Doch in der harten Realität tut sich weiter nichts. Eine Stunde vergeht, dann 2, 3, 4. Langsam sinkt die Sonne. Wenn sie hinter der Baumreihe verschwindet, will ich gehen. Da höre ich wieder das Piepen. Keine Gans in der Nähe und es ist auch kein Tagtraum aus besseren Karpfen-Zeiten. Ich stürme zur Rute, es war die auf 8 m Tiefe, doch es läuft nichts ab. Ist vielleicht jemand in die Schnur geschwommen? Oder hat, wie im Video, der Hecht erstmal getestet, ob der Köder okay ist? Minuten vergehen. Ich will mich gerade wieder hinsetzen, da gibt es Daueralarm. Fisch! Der Drill an der dicken Karpfenrute ist nur kurz. Aber ich habe einen 62er Hecht im Kescher.
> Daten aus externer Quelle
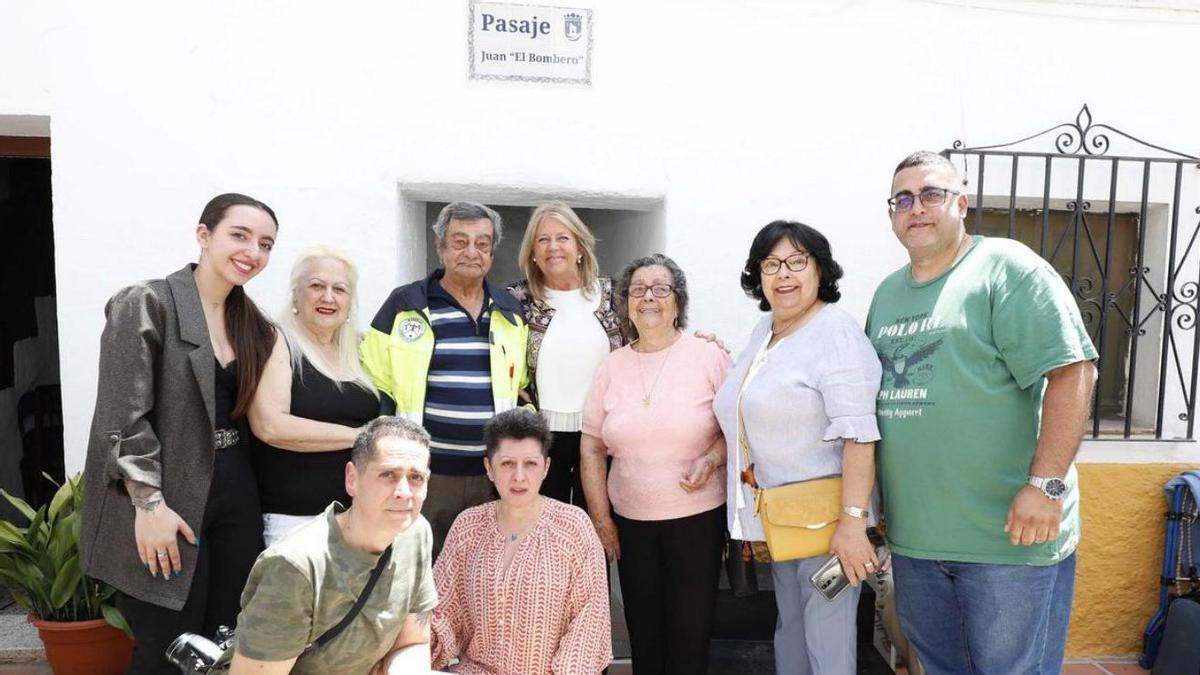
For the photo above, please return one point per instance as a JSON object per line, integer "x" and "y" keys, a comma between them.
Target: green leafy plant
{"x": 40, "y": 562}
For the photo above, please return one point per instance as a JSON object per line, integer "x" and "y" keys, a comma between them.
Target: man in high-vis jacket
{"x": 449, "y": 350}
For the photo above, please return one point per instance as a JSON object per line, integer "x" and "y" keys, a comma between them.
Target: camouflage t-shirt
{"x": 307, "y": 583}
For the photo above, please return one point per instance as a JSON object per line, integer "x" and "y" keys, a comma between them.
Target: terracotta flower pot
{"x": 84, "y": 646}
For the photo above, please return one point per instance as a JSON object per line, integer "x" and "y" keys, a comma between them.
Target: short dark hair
{"x": 677, "y": 280}
{"x": 516, "y": 424}
{"x": 468, "y": 211}
{"x": 387, "y": 426}
{"x": 802, "y": 237}
{"x": 928, "y": 159}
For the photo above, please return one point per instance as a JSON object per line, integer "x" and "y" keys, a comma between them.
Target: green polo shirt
{"x": 960, "y": 407}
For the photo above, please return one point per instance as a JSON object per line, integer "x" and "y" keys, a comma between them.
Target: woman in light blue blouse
{"x": 807, "y": 383}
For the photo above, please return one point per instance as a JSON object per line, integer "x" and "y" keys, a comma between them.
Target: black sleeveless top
{"x": 297, "y": 483}
{"x": 225, "y": 396}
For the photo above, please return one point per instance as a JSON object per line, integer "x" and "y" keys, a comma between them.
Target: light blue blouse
{"x": 815, "y": 389}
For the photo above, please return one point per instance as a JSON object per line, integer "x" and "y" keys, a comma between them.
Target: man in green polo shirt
{"x": 306, "y": 584}
{"x": 988, "y": 377}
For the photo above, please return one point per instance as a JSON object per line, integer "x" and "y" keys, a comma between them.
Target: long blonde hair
{"x": 589, "y": 269}
{"x": 345, "y": 338}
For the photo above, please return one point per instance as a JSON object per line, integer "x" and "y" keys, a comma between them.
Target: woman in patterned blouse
{"x": 521, "y": 580}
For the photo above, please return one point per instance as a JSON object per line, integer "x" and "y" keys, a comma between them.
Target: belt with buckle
{"x": 225, "y": 438}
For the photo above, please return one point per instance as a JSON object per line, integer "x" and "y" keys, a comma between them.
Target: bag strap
{"x": 743, "y": 442}
{"x": 333, "y": 633}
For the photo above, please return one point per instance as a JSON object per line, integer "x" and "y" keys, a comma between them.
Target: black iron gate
{"x": 1110, "y": 222}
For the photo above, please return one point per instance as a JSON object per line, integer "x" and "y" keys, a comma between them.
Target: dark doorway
{"x": 30, "y": 399}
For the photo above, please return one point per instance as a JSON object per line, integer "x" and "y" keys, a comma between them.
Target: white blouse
{"x": 571, "y": 351}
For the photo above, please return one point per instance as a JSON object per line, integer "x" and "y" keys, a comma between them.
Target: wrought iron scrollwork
{"x": 1140, "y": 298}
{"x": 1081, "y": 136}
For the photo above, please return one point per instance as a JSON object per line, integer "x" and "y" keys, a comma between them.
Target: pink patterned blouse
{"x": 547, "y": 614}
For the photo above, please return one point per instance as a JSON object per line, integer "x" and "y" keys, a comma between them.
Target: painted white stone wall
{"x": 731, "y": 113}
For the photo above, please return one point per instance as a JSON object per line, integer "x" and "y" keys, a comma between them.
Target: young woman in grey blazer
{"x": 171, "y": 506}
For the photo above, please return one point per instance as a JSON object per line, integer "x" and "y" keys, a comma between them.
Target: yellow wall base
{"x": 1120, "y": 556}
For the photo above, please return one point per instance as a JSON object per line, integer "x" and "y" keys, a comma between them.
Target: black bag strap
{"x": 333, "y": 633}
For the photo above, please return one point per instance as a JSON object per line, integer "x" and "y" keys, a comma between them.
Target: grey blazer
{"x": 153, "y": 424}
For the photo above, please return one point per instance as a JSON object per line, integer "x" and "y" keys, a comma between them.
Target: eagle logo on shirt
{"x": 411, "y": 329}
{"x": 897, "y": 365}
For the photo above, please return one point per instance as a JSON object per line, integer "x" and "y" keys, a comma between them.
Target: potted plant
{"x": 76, "y": 616}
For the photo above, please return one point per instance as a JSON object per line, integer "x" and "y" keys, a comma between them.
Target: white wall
{"x": 735, "y": 113}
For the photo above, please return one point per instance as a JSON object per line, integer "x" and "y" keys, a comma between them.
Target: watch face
{"x": 1055, "y": 489}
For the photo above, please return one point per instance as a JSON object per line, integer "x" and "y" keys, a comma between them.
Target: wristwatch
{"x": 1053, "y": 488}
{"x": 855, "y": 512}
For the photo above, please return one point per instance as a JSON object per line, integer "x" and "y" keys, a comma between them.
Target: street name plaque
{"x": 529, "y": 42}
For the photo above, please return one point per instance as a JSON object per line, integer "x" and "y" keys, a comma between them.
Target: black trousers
{"x": 563, "y": 481}
{"x": 231, "y": 538}
{"x": 669, "y": 572}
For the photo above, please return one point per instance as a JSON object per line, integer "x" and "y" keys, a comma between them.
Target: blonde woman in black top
{"x": 313, "y": 396}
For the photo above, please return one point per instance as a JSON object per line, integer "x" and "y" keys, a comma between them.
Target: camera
{"x": 197, "y": 655}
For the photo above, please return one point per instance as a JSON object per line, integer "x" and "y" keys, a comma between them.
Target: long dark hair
{"x": 251, "y": 334}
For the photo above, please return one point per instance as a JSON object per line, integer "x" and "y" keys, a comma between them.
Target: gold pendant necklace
{"x": 641, "y": 378}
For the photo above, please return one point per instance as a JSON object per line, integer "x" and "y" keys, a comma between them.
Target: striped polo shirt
{"x": 459, "y": 389}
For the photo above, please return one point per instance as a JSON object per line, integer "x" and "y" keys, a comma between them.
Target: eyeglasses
{"x": 658, "y": 291}
{"x": 929, "y": 197}
{"x": 796, "y": 262}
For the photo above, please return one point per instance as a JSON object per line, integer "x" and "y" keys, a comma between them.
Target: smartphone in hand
{"x": 829, "y": 579}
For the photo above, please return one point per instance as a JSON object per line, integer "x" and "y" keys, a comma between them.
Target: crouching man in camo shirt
{"x": 307, "y": 584}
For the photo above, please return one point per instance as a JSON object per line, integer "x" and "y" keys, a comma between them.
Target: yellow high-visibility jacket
{"x": 399, "y": 346}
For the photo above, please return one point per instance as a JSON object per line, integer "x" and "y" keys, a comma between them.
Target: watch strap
{"x": 855, "y": 512}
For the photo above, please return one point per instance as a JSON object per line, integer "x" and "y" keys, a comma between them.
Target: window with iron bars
{"x": 1121, "y": 228}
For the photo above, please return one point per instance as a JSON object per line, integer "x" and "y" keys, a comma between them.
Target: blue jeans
{"x": 985, "y": 619}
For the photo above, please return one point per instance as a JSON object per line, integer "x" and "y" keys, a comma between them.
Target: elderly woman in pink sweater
{"x": 660, "y": 511}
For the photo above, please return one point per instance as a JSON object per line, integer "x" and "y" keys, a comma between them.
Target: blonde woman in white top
{"x": 573, "y": 327}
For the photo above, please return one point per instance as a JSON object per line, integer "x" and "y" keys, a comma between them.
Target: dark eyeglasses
{"x": 796, "y": 262}
{"x": 658, "y": 291}
{"x": 929, "y": 197}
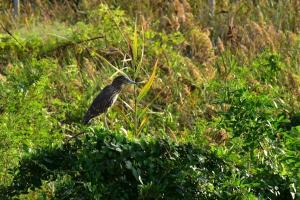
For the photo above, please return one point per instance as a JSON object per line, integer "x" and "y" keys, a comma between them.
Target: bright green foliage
{"x": 208, "y": 122}
{"x": 105, "y": 166}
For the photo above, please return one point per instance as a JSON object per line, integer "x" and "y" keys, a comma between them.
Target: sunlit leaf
{"x": 148, "y": 85}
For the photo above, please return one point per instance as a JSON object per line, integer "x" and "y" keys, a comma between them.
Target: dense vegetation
{"x": 217, "y": 116}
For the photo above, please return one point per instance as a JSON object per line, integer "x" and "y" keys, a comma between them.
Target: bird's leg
{"x": 105, "y": 121}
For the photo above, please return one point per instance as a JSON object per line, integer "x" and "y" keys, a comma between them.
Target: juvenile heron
{"x": 106, "y": 98}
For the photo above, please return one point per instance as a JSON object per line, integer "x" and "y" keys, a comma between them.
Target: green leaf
{"x": 148, "y": 85}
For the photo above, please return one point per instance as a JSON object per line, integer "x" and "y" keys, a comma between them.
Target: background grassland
{"x": 220, "y": 121}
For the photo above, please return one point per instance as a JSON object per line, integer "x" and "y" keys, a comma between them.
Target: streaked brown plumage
{"x": 106, "y": 98}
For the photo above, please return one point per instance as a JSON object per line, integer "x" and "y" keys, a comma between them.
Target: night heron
{"x": 106, "y": 98}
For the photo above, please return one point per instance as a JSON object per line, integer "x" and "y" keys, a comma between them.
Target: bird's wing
{"x": 100, "y": 104}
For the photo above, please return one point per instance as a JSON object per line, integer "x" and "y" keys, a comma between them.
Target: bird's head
{"x": 122, "y": 80}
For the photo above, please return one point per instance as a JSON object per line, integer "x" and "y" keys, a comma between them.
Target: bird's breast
{"x": 114, "y": 99}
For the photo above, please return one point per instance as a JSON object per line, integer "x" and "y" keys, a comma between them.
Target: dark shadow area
{"x": 110, "y": 166}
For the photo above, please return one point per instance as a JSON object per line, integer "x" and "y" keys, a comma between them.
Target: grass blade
{"x": 148, "y": 85}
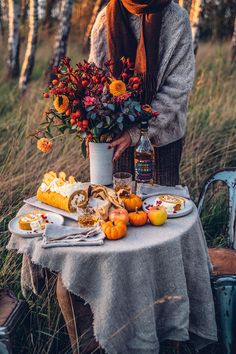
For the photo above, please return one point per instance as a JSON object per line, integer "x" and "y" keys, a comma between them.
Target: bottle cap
{"x": 144, "y": 124}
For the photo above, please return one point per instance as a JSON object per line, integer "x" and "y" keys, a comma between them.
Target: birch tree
{"x": 13, "y": 37}
{"x": 1, "y": 21}
{"x": 62, "y": 35}
{"x": 233, "y": 48}
{"x": 194, "y": 15}
{"x": 28, "y": 63}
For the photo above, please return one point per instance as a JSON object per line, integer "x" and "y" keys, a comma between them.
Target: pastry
{"x": 34, "y": 220}
{"x": 172, "y": 203}
{"x": 61, "y": 193}
{"x": 104, "y": 193}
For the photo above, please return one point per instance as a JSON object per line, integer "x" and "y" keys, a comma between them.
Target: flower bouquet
{"x": 90, "y": 103}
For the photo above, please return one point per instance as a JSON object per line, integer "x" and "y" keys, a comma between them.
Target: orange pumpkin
{"x": 132, "y": 202}
{"x": 138, "y": 218}
{"x": 114, "y": 230}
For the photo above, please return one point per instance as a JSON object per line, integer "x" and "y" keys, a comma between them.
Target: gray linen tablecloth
{"x": 124, "y": 279}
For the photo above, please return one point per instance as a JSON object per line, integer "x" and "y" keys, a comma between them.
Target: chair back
{"x": 228, "y": 176}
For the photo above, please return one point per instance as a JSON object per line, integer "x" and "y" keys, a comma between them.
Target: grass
{"x": 210, "y": 144}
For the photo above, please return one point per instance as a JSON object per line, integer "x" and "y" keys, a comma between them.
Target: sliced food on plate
{"x": 176, "y": 206}
{"x": 33, "y": 222}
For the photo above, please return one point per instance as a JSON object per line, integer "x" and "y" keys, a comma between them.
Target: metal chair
{"x": 224, "y": 264}
{"x": 12, "y": 314}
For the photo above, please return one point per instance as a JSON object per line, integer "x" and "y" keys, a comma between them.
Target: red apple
{"x": 157, "y": 215}
{"x": 119, "y": 215}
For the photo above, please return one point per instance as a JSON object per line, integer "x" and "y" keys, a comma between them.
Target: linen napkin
{"x": 61, "y": 236}
{"x": 147, "y": 190}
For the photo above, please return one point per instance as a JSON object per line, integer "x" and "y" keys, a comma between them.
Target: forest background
{"x": 34, "y": 34}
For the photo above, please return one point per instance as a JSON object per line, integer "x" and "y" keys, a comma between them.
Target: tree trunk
{"x": 1, "y": 21}
{"x": 97, "y": 7}
{"x": 62, "y": 34}
{"x": 24, "y": 10}
{"x": 195, "y": 14}
{"x": 233, "y": 49}
{"x": 48, "y": 12}
{"x": 13, "y": 38}
{"x": 28, "y": 63}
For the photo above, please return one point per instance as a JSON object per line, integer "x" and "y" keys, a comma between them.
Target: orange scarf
{"x": 122, "y": 41}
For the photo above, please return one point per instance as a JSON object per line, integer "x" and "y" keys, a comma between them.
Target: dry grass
{"x": 210, "y": 145}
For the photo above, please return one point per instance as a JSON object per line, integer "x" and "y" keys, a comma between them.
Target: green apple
{"x": 157, "y": 215}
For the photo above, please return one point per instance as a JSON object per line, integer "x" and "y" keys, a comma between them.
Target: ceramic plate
{"x": 93, "y": 202}
{"x": 14, "y": 227}
{"x": 149, "y": 202}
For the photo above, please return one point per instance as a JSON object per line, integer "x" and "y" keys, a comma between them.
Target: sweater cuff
{"x": 134, "y": 135}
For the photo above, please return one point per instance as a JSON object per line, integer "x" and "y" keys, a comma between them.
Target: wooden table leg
{"x": 66, "y": 305}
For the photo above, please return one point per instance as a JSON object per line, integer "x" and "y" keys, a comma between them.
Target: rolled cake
{"x": 172, "y": 203}
{"x": 33, "y": 220}
{"x": 60, "y": 193}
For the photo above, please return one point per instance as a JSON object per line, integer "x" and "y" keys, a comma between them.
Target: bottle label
{"x": 143, "y": 170}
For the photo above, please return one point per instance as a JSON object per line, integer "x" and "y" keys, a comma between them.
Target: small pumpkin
{"x": 138, "y": 218}
{"x": 132, "y": 202}
{"x": 114, "y": 230}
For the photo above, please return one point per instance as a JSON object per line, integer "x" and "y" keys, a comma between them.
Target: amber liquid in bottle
{"x": 144, "y": 158}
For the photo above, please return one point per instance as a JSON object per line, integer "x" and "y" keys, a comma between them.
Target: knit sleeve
{"x": 171, "y": 100}
{"x": 98, "y": 46}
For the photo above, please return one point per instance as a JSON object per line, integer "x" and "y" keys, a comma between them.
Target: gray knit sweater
{"x": 176, "y": 71}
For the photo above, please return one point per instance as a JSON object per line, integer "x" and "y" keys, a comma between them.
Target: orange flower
{"x": 61, "y": 103}
{"x": 44, "y": 145}
{"x": 147, "y": 108}
{"x": 117, "y": 88}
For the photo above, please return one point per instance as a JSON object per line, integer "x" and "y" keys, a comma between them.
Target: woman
{"x": 156, "y": 35}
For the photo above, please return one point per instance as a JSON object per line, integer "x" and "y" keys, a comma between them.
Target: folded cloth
{"x": 61, "y": 236}
{"x": 148, "y": 190}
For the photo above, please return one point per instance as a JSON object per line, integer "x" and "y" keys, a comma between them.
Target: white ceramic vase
{"x": 101, "y": 165}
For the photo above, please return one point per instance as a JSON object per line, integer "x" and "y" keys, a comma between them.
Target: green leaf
{"x": 99, "y": 125}
{"x": 111, "y": 107}
{"x": 90, "y": 108}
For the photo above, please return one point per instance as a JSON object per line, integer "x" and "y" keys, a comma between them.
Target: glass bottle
{"x": 144, "y": 159}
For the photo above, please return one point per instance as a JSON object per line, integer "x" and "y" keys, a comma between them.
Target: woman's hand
{"x": 120, "y": 144}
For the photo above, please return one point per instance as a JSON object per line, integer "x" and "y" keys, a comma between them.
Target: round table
{"x": 148, "y": 287}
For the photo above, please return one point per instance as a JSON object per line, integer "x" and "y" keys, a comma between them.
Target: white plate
{"x": 14, "y": 227}
{"x": 93, "y": 202}
{"x": 188, "y": 208}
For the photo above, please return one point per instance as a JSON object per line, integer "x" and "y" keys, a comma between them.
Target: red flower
{"x": 89, "y": 101}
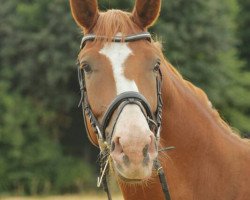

Er hat sich ein Rotauge gegönnt, das mit Hilfe von Schaumstoff kurz über dem Gewässergrund schwebte. Es funktioniert! Zwar ist die Beute nur halb so groß wie im ersten YouTube-Video, das ich gesehen habe, aber egal. Fisch ist Fisch! Vielleicht wird auf YouTube auch nicht immer die anglerische Realität abgebildet. Und mit einer neuen Angelmethode ist man immer stolz auf den ersten Fang. In den nächsten Wochen werde ich es weiter probieren, sie bei frostigen Temperaturen mit fetten Salzwasserfischen zu fangen. Zwar hat diesmal das Rotauge die Nase vorn gehabt – aber ein Wert macht noch keine Statistik über Köderfische für Hecht.